これは秋田南米交流会さん、秋田県人会(在亜千秋会)さん、Sさん、Iさんのご厚意によるものです。
昨年と一昨年、Iさんがブエノスアイレスで種から育てた苗木を2000km離れたパタゴニアまでトラック輸送で送って下さいました。約80本を我が家、20本をマジン村公営園芸センター、そして6人の友人に2本ずつ贈り移植してもらいました。ブエノスアイレスとパタゴニアの気候と土壌の差、夏の干魃などで残念ながら枯れてしまった苗木もあります。それでも多くの苗木達は厳しい気候に慣れながら頑張って育っています。

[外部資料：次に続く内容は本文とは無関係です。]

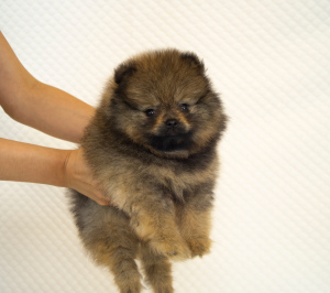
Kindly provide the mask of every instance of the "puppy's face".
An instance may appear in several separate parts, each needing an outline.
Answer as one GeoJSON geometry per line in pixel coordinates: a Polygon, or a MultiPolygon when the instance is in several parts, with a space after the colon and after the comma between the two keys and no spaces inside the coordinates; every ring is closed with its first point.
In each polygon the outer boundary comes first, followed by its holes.
{"type": "Polygon", "coordinates": [[[116,69],[103,99],[112,127],[160,156],[199,152],[226,126],[204,64],[191,53],[156,51],[129,59],[116,69]]]}

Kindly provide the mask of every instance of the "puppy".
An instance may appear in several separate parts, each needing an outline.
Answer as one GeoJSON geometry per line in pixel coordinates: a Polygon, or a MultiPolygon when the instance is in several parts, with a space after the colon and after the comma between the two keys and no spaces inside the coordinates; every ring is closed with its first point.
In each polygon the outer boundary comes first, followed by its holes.
{"type": "Polygon", "coordinates": [[[204,63],[177,50],[119,65],[81,146],[116,207],[70,191],[80,238],[122,293],[173,291],[169,260],[202,257],[209,239],[217,143],[227,117],[204,63]]]}

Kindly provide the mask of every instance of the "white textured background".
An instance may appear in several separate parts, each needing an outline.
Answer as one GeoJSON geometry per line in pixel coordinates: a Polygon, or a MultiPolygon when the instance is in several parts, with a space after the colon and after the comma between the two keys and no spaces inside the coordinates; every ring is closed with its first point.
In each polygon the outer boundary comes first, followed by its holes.
{"type": "MultiPolygon", "coordinates": [[[[33,75],[91,105],[132,54],[200,55],[231,121],[212,253],[175,264],[176,292],[330,292],[329,0],[1,0],[0,28],[33,75]]],[[[0,135],[73,146],[2,110],[0,135]]],[[[64,189],[1,182],[0,200],[1,293],[117,292],[64,189]]]]}

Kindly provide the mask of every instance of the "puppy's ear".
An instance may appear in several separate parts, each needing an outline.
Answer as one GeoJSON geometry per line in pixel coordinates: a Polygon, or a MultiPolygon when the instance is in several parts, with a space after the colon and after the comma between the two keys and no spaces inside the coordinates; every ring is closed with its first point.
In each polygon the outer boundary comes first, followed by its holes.
{"type": "Polygon", "coordinates": [[[183,53],[182,58],[184,61],[188,62],[194,67],[198,68],[200,72],[205,70],[202,61],[200,61],[195,53],[193,53],[193,52],[183,53]]]}
{"type": "Polygon", "coordinates": [[[114,70],[114,82],[120,85],[136,70],[133,63],[123,63],[114,70]]]}

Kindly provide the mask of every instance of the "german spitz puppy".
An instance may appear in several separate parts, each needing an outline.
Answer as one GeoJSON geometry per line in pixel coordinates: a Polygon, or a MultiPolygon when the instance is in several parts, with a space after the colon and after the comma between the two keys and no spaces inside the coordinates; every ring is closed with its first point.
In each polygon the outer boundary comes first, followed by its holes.
{"type": "Polygon", "coordinates": [[[70,191],[87,251],[122,293],[174,292],[170,261],[210,251],[217,143],[227,116],[194,53],[147,52],[107,85],[81,146],[113,206],[70,191]]]}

先週、パスポート更新の為ブエノスアイレスに行ったので、この機会を利用して送り主のIさんの所へご挨拶に伺いました。Iさんの農場には見事な秋田杉が数多く育っていました。
貴重な秋田杉を送って頂いたお礼を申し上げると、Iさんは「それは反対です。私の方があなた達にお礼を言いたいのです。」とおっしゃるのです。
Iさんは秋田杉の種を播いたその時から、パタゴニアに苗木を送る事を夢見ていたそうです。

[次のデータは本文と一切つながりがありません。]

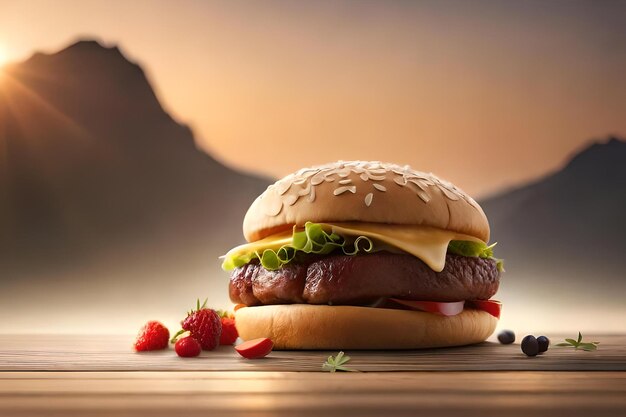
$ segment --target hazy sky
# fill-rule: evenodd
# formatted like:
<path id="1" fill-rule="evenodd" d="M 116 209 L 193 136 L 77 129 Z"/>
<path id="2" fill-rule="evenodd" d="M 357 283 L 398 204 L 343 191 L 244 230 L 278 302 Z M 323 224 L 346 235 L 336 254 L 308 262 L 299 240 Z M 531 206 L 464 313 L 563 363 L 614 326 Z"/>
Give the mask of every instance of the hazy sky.
<path id="1" fill-rule="evenodd" d="M 626 136 L 626 1 L 0 0 L 0 60 L 79 37 L 142 64 L 215 156 L 275 176 L 381 159 L 482 195 Z"/>

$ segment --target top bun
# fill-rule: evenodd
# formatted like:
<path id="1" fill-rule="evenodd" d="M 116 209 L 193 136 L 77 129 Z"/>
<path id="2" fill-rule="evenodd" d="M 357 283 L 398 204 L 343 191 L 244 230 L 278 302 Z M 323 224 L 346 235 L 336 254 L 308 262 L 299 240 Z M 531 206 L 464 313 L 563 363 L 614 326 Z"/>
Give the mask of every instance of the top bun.
<path id="1" fill-rule="evenodd" d="M 430 226 L 489 241 L 489 223 L 466 193 L 433 174 L 382 162 L 304 168 L 267 187 L 243 220 L 253 242 L 306 222 Z"/>

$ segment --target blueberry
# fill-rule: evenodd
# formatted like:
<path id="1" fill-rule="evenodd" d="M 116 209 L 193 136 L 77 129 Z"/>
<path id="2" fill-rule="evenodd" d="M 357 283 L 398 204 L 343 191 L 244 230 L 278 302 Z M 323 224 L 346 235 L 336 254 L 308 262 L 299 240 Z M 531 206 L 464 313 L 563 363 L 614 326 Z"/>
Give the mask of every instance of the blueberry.
<path id="1" fill-rule="evenodd" d="M 498 340 L 503 345 L 510 345 L 511 343 L 515 342 L 515 333 L 513 333 L 513 331 L 511 330 L 502 330 L 500 333 L 498 333 Z"/>
<path id="2" fill-rule="evenodd" d="M 539 353 L 539 344 L 535 336 L 528 335 L 522 339 L 522 352 L 524 352 L 526 356 L 537 356 L 537 353 Z"/>
<path id="3" fill-rule="evenodd" d="M 545 336 L 539 336 L 537 338 L 537 345 L 539 346 L 539 353 L 543 353 L 548 350 L 548 346 L 550 346 L 550 339 Z"/>

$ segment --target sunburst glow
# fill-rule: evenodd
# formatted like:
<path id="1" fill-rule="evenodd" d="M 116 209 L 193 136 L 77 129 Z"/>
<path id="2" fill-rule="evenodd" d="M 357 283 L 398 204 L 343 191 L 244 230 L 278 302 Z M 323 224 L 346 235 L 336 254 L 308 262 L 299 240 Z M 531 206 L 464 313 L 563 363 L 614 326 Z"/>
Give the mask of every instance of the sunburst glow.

緯度が似ている以外、夏の干魃、粘土質の土壌など秋田と私達の農場とでは大きな違いがあり、正直言うと秋田杉達には決して過ごしやすい場所ではありません。それでも千年後を想定して、どんなに大きくなっても大丈夫な様に十分な間隔で移植出来る場所が私達にはありました。

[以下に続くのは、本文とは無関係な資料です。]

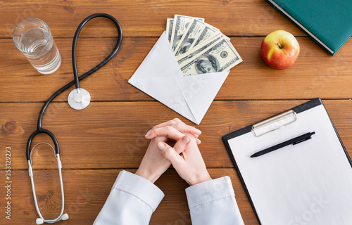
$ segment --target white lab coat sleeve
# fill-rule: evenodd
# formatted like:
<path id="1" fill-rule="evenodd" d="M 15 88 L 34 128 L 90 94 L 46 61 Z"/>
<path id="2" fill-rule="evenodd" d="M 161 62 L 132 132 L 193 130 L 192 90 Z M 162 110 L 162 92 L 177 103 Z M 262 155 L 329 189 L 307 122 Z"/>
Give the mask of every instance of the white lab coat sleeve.
<path id="1" fill-rule="evenodd" d="M 229 176 L 186 188 L 192 225 L 244 225 Z"/>
<path id="2" fill-rule="evenodd" d="M 149 224 L 164 193 L 147 179 L 122 170 L 94 225 Z"/>

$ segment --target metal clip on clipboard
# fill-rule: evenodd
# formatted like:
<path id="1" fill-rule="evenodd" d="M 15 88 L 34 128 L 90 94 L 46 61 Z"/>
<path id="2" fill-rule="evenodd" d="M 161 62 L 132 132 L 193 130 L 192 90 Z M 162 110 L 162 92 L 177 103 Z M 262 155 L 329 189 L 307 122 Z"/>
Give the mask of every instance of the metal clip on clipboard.
<path id="1" fill-rule="evenodd" d="M 279 129 L 297 120 L 297 115 L 294 110 L 288 110 L 261 121 L 252 126 L 252 131 L 256 136 L 260 136 Z"/>

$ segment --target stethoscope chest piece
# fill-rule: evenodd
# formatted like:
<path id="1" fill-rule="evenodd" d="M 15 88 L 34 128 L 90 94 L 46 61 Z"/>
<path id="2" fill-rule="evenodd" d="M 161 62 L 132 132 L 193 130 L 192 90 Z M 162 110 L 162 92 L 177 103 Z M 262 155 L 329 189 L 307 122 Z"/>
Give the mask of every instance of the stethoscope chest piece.
<path id="1" fill-rule="evenodd" d="M 90 103 L 90 94 L 84 89 L 75 89 L 68 95 L 68 104 L 72 108 L 80 110 L 85 108 Z"/>

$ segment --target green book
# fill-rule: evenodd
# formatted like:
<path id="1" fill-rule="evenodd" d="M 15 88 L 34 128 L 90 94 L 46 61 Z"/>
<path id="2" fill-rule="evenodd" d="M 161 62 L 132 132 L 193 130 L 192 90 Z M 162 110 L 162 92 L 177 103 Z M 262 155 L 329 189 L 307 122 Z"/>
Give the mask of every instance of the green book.
<path id="1" fill-rule="evenodd" d="M 265 0 L 334 56 L 352 35 L 351 0 Z"/>

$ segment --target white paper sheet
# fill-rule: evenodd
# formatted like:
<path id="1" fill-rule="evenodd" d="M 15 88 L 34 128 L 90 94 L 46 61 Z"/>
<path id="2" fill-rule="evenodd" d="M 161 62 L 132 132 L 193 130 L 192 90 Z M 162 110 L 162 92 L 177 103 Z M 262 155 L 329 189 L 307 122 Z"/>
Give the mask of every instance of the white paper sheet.
<path id="1" fill-rule="evenodd" d="M 250 158 L 313 131 L 310 140 Z M 277 131 L 229 144 L 262 225 L 352 224 L 352 168 L 323 105 Z"/>

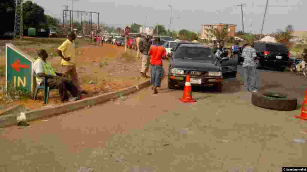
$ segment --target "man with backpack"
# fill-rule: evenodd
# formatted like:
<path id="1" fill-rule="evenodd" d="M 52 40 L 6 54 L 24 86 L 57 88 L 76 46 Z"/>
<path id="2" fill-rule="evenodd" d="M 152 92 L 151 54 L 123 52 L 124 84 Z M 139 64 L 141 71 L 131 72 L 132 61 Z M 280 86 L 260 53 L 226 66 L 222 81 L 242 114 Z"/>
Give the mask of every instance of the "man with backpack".
<path id="1" fill-rule="evenodd" d="M 150 56 L 148 54 L 148 51 L 150 47 L 150 40 L 151 38 L 147 36 L 144 39 L 144 41 L 141 41 L 139 44 L 140 52 L 143 54 L 142 59 L 142 68 L 141 71 L 141 76 L 145 78 L 150 77 L 146 75 L 149 67 L 149 61 Z"/>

パタゴニアでは食べることができない刺身や握り鮨をご馳走になりながら、Iさんがこんな話しをして下さいました。
アルゼンチンの諺に「人間の残せる物は3つある。一つは子供。もう一つは本を書いて残すこと。そして最後は種を播いて木を残すこと。」というのがあるそうです。
「ぼくには子供はいないし、本を書くなんてとても出来ない。でも木を植えて残すことはできる。だから木を育てているんです。長年の夢だったパタゴニアに秋田杉を植えると言うことが出来て本当に嬉しいんです。」
アルゼンチンにそんな素敵な諺があることに感動しましたが、それ以上にIさんの言葉に心を打たれました。
「木を植える。森を作る。」
それは私達の目標でもあったからです。そして私達にも子供はいません。
木を育てること、森をつくること、それはきっと今の地球に最も必要なことだと思うのです。なぜなら私は自然の森のない地球に豊かで幸せな子供が育つとは思えないからです。
かつて無い程の異常高温、異常乾燥の厳しい夏を乗り切った秋田杉たちが、やっと降り始めた雨に気持ちよさそうに打たれています。
この木が大木となる千年後、二千年後に思いをはせながら、そのほんの一時でもその秋田杉達と同じ大地に立てた事を、とても嬉しいと思っています。